第二部・第2話

 まだ暗い林の中。

 時間も把握出来なくなっていた。

 装甲車の後ろを少しだけ持ち上げて下の大木を除去──駆動系を確認すると、シーラとチグが周囲の警戒を続ける中で車内での治療が始まる。

 徐行をしながらの治療は危険すぎた。平地と違って振動が大きすぎる。

 ナツメの助けで仮の治療を終え、ティマの体を乗せていた担架を天井から吊るすと、スコラがヘルメットのマイクに向けて口を開いた。

「シーラ──行けるよ。早くここを抜けよう」

『了解』

 シーラの声で全員が車内に乗り込み、装甲車が動き出す。

 シーラは担架の上のティマからチグに視線を移すと、口を開く。

「チグ──状況をまとめて──」

 モニター前のシートに腰を下ろしたチグが、溜息をついて応える。

「国境は後一キロ程度……林を抜けたらすぐです……周囲に敵と思しき信号はありません」

「どこかで待機出来る場所が欲しいわね」

 ティマの側に張り付くスコラとナツメを見ながらシーラが応えた。

「地図上では国境を抜けたらすぐに人里に入るので……そこで」

「分かった──ヒーナ、頼むわ。そこまで直接行く」

 すると運転席からヒーナの声が響く。

「了解──チグ、最新のデータを送って」

 チグが即答して声を張り上げる。

「さっき送ったヤツ──何度も言わないでよ」

 ティマが負傷をする緊急事態──誰もが緊張を隠せない。

 全員がティマを信頼していた。

 全員がティマを頼っていた。

 全員がティマに助けられた。

 ティマがいることで、どんな戦闘も生き抜いてこれた。

 全員が、こんな不安を感じたのは初めてだった。

 国を失い、帰るところもなく。自分達を受け入れてくれる世界を求めて生き続けるだけ。
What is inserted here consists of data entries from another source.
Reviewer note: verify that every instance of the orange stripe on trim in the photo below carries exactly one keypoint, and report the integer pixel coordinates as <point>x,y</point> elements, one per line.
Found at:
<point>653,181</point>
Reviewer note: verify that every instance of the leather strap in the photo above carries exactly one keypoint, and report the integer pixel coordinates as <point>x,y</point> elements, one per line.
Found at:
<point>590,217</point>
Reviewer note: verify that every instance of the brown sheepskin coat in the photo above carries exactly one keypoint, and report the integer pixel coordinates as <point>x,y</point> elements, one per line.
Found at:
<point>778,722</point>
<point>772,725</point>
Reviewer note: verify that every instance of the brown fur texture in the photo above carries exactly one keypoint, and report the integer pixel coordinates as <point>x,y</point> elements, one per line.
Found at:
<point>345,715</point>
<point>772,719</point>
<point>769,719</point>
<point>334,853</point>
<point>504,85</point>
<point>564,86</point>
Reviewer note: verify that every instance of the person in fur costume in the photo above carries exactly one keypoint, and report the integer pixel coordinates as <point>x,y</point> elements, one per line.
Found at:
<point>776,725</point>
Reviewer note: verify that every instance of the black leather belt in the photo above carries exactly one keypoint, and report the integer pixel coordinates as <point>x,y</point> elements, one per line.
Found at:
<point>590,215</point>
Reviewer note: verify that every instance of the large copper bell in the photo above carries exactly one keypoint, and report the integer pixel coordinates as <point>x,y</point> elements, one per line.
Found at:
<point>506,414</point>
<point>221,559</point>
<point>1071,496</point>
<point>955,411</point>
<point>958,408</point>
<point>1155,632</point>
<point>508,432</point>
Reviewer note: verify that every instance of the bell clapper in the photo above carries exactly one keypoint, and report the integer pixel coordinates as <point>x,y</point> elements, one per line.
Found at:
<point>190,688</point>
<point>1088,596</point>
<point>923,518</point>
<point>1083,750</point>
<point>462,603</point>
 それぞれが、それぞれの形で押し殺してきたはずの未来への不安が、溢れそうになっていた。

 無意識の内に緊張感を感じ取ったのか、最初にナツメが声を上げる。

「……ごめんシーラ…………私は冷静じゃなかった…………」

 シーラはすぐには応えない。

 ナツメの背中を見ていると、隣のスコラが振り返ってシーラを見ている。スコラの表情は柔らかい。その表情に、少しだけシーラの緊張がほぐれていく。

 ──またスコラに助けられた…………

 そして、シーラがやっと口を開く。

「大丈夫よナツメ…………もう軍法会議なんてないから」

 目に入るのはスコラの笑顔。

 ティマとナツメの関係は誰もが知っていた。もちろん兵士として、戦場に個人的な感情は命の危険を上昇させる。しかしスコラはナツメを責める気には当然なれない。シーラが倒れた時、自分もそうだったからだ。終戦前なら違っただろう。しかし、戦時でありながら、すでに自分達を縛る軍隊も組織も存在しない。誰もが無意識の内に束縛から解放されていたのかもしれない。

 そしてスコラが口を開いた。

「もうすぐ国境越えるね……どんな国かな…………」

 話を聞いていたチグが背中を向けたまま挟まる。

「国がまだあればいいんですけど…………」

 それに応えたのはシーラ。

「……大丈夫…………なければ…………」

「抜けるよ!」

 運転席からのヒーナの声だった。

 外には平地が現れる。

 フロントガラスの正面に、明るくなり始めた空が広がった。

「朝だったんだ…………」

 呟いたヒーナが続ける。

「もうすぐ人里に入るよ──チグ、レーダーの反応は?」

「何もない──いつもと同じ…………」

 そう応えると、すぐにチグは声を落として呟いた。

「こんな国境越え…………これじゃ戦時中の進軍だよ…………」

 すると、シーラが口を開く。

「相変わらず国境警備なしか……楽でいいじゃない」

 陽がだいぶ昇った頃、周囲に建物が増えてくる。

 どこにも人の姿はない。

 助手席に移ったシーラが外を眺めながら口を開いた。

「のどかな農村風景って感じね……街中に入る前に、この辺りで休める所があればいいんだけど…………」

 すると、アクセルを緩めたヒーナが横を見ながら。

「古い工場みたいな建物……木造だけど、あそこなら──」

「いいわね。入れそうだったら入って」

 ゆっくりと装甲車が建物へ近づく。

「止めて──見てくる」

 シーラはそういうと助手席を降りた。

 自動小銃を持ったまま、ゆっくりと建物に近づく。

 やはり人の気配は感じられない。

 周囲の雑草の量からも、しばらく管理されていない場所であることは明白だ。

 建物の中は何もなかった。

 大きな建物は骨組みと僅かに残った天井と壁。外の草木に侵食され、まるで木材が自然に帰ろうとしているかのよう。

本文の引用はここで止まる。